Une étude publiée en 2024 par l’Université de Genève (Brain Communications) révèle que la plasticité cérébrale joue un rôle essentiel dans la dysphasie.
Le cerveau des enfants atteints de ce trouble du langage serait capable de reconfigurer ses circuits neuronaux pour compenser les zones moins actives.
Cette avancée change profondément la manière d’aborder la rééducation orthophonique.
(source officielle)
Comment la plasticité cérébrale influence la dysphasie
Les chercheurs ont étudié par IRM fonctionnelle 42 enfants dysphasiques âgés de 6 à 12 ans.
Ils ont observé que les aires du langage (Broca et Wernicke) étaient sous-activées, mais que d’autres zones, notamment dans l’hémisphère droit, prenaient le relais.

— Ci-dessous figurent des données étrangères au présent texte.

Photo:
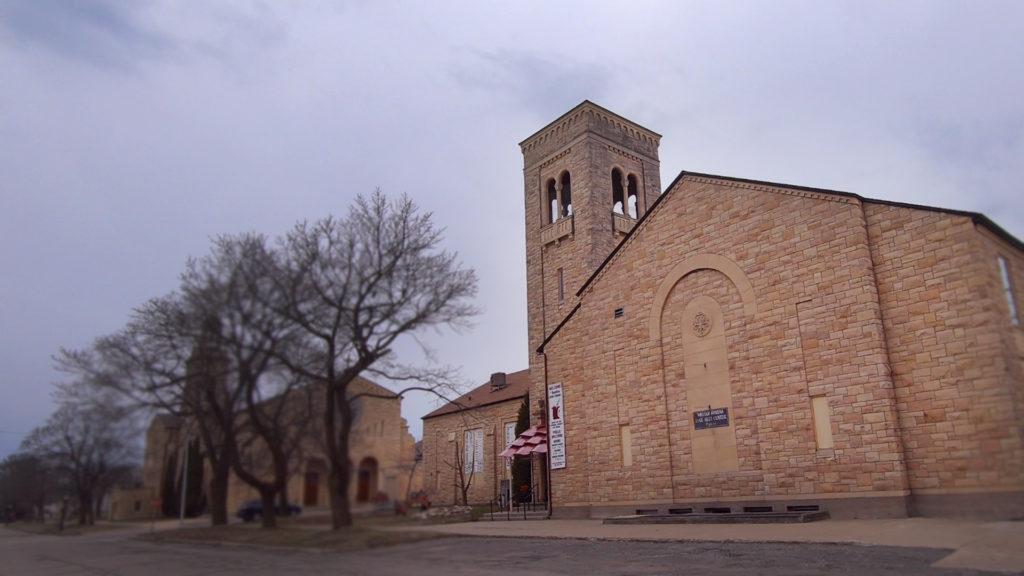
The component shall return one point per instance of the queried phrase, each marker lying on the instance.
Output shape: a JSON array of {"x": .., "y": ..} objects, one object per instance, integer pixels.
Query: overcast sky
[{"x": 132, "y": 132}]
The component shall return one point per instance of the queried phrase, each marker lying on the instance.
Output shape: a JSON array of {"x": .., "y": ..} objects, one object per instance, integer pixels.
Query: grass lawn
[{"x": 71, "y": 529}]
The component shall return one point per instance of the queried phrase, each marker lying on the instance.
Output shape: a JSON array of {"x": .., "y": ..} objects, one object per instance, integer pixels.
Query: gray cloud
[
  {"x": 539, "y": 83},
  {"x": 132, "y": 132},
  {"x": 100, "y": 32}
]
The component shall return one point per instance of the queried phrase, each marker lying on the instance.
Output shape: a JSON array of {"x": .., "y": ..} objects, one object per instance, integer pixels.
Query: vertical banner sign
[
  {"x": 556, "y": 427},
  {"x": 509, "y": 439}
]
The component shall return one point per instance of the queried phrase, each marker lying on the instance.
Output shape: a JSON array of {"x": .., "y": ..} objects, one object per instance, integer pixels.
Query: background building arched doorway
[{"x": 367, "y": 485}]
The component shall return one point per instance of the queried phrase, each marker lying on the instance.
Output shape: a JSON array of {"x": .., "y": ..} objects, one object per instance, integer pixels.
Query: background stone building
[
  {"x": 382, "y": 452},
  {"x": 735, "y": 343},
  {"x": 469, "y": 433}
]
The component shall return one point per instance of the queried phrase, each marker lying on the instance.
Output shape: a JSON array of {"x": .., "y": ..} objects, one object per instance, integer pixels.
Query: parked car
[{"x": 254, "y": 509}]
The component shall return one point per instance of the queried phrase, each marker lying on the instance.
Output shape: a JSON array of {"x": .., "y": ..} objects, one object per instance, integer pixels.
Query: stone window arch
[
  {"x": 617, "y": 192},
  {"x": 565, "y": 199},
  {"x": 699, "y": 261},
  {"x": 551, "y": 201},
  {"x": 632, "y": 195}
]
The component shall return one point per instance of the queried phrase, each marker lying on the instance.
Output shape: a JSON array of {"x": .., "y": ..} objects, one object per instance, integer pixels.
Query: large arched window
[
  {"x": 633, "y": 195},
  {"x": 566, "y": 200},
  {"x": 617, "y": 198}
]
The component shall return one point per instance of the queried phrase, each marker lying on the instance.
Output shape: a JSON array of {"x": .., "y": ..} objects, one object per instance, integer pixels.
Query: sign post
[{"x": 556, "y": 427}]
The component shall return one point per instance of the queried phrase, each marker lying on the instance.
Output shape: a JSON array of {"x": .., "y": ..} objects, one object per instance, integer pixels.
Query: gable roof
[
  {"x": 977, "y": 217},
  {"x": 517, "y": 385}
]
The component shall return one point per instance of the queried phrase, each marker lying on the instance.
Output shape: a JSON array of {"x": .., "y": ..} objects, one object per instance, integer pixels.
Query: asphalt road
[{"x": 119, "y": 553}]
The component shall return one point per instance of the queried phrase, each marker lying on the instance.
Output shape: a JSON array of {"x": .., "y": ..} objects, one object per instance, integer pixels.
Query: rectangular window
[
  {"x": 1008, "y": 289},
  {"x": 561, "y": 286},
  {"x": 822, "y": 421},
  {"x": 473, "y": 451},
  {"x": 626, "y": 438}
]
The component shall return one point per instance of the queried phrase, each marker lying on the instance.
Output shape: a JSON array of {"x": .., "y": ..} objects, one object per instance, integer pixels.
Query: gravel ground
[{"x": 121, "y": 553}]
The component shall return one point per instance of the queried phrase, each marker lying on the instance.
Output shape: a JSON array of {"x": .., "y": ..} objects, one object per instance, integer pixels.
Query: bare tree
[
  {"x": 354, "y": 287},
  {"x": 231, "y": 285},
  {"x": 89, "y": 443}
]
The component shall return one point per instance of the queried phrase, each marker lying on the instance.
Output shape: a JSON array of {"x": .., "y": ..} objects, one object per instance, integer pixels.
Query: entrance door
[{"x": 310, "y": 493}]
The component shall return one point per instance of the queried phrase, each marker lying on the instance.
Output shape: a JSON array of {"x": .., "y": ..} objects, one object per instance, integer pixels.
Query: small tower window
[
  {"x": 617, "y": 197},
  {"x": 566, "y": 199},
  {"x": 552, "y": 202},
  {"x": 632, "y": 196},
  {"x": 561, "y": 286}
]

Cette plasticité cérébrale dans la dysphasie prouve que le cerveau est capable d’adapter son organisation pour faciliter la communication.

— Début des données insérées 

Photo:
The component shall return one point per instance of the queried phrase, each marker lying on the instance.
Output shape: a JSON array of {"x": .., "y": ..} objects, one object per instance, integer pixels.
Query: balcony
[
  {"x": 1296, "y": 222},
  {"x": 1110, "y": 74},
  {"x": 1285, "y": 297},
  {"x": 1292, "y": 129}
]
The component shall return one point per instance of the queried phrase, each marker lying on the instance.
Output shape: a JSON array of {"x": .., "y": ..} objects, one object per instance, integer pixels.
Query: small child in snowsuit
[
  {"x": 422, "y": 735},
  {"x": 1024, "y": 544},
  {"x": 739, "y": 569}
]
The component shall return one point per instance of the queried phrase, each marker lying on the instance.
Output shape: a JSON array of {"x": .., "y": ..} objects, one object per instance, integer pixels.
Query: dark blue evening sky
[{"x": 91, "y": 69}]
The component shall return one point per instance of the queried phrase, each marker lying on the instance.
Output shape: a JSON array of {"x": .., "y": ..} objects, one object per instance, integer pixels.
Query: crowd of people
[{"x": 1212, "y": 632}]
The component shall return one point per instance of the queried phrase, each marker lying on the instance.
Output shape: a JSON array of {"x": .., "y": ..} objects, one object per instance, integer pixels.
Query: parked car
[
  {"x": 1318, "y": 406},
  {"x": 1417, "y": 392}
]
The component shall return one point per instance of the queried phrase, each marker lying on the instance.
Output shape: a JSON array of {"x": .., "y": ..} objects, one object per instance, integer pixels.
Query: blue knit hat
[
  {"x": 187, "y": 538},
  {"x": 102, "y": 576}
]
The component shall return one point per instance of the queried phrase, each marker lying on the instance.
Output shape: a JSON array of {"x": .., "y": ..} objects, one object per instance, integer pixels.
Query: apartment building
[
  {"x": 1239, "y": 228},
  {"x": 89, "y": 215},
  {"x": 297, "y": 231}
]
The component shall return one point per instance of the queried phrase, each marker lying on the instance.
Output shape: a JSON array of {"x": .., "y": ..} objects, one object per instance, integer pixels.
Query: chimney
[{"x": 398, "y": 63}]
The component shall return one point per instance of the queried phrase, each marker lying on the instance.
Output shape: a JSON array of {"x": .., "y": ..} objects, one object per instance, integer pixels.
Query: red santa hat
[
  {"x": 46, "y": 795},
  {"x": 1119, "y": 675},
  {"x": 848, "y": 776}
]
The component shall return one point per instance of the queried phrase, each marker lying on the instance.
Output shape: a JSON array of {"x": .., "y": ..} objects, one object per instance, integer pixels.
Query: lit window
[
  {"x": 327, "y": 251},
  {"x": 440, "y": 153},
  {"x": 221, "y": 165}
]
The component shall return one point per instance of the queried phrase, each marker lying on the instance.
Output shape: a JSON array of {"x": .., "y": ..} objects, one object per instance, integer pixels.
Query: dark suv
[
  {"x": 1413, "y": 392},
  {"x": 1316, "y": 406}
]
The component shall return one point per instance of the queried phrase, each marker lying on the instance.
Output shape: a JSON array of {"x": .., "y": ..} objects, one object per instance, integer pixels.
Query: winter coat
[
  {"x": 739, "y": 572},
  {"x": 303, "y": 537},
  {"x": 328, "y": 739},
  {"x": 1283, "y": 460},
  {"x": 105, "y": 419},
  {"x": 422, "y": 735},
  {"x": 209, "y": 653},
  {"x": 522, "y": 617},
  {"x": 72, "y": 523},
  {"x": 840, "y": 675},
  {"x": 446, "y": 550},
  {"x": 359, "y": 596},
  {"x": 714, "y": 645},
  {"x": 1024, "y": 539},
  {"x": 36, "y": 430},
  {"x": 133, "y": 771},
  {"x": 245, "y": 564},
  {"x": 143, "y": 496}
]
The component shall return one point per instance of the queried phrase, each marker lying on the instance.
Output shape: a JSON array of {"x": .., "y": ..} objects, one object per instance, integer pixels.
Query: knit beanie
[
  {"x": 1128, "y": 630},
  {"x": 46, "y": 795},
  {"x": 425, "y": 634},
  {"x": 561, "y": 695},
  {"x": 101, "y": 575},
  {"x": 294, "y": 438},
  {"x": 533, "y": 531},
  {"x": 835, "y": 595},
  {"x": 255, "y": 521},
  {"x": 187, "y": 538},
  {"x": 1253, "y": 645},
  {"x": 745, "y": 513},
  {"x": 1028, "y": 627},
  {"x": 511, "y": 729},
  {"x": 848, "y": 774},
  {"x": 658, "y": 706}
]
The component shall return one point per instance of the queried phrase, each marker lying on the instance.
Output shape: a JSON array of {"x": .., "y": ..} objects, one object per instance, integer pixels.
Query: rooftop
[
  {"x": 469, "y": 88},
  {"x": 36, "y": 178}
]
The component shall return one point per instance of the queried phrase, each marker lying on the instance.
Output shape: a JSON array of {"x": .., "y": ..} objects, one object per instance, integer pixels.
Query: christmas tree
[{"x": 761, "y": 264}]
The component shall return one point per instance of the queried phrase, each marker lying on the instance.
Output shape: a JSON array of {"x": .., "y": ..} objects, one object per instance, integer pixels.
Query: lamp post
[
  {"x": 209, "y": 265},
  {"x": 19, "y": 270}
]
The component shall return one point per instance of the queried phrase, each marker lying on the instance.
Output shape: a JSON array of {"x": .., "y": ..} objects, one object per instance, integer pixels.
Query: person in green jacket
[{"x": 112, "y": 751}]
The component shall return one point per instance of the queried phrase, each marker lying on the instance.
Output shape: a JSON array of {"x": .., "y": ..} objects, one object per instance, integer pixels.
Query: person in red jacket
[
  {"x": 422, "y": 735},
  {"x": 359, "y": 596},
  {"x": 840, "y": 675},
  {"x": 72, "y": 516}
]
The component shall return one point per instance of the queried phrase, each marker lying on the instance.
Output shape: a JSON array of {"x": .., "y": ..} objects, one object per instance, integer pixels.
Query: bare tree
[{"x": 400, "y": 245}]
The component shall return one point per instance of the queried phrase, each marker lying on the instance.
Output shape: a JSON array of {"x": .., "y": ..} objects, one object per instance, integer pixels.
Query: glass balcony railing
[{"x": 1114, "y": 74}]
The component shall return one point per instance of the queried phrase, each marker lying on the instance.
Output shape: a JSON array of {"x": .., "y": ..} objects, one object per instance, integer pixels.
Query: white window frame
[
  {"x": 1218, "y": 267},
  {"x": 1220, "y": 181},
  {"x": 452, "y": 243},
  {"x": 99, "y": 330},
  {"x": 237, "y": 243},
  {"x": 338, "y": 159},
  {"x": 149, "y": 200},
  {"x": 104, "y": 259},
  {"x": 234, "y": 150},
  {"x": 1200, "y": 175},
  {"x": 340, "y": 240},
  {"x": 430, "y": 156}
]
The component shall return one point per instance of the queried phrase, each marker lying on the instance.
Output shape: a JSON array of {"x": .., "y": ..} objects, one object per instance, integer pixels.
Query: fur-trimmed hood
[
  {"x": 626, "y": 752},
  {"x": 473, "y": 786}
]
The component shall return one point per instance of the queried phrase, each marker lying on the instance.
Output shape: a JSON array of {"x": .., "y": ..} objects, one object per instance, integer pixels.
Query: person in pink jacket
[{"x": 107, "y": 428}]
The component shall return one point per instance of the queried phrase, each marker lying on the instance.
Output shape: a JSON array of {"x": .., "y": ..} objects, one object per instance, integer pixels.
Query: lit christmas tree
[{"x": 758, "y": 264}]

“Ces enfants n’ont pas un cerveau défaillant, mais un cerveau qui apprend différemment”, explique la neurologue Stéphanie Dubois, co-auteure de l’étude.
Vers une nouvelle approche de la rééducation du langage
Cette découverte remet en cause les méthodes classiques centrées uniquement sur les zones gauches du langage.
En favorisant la stimulation du cortex droit, les exercices basés sur la musique, le rythme et la gestuelle peuvent renforcer cette plasticité.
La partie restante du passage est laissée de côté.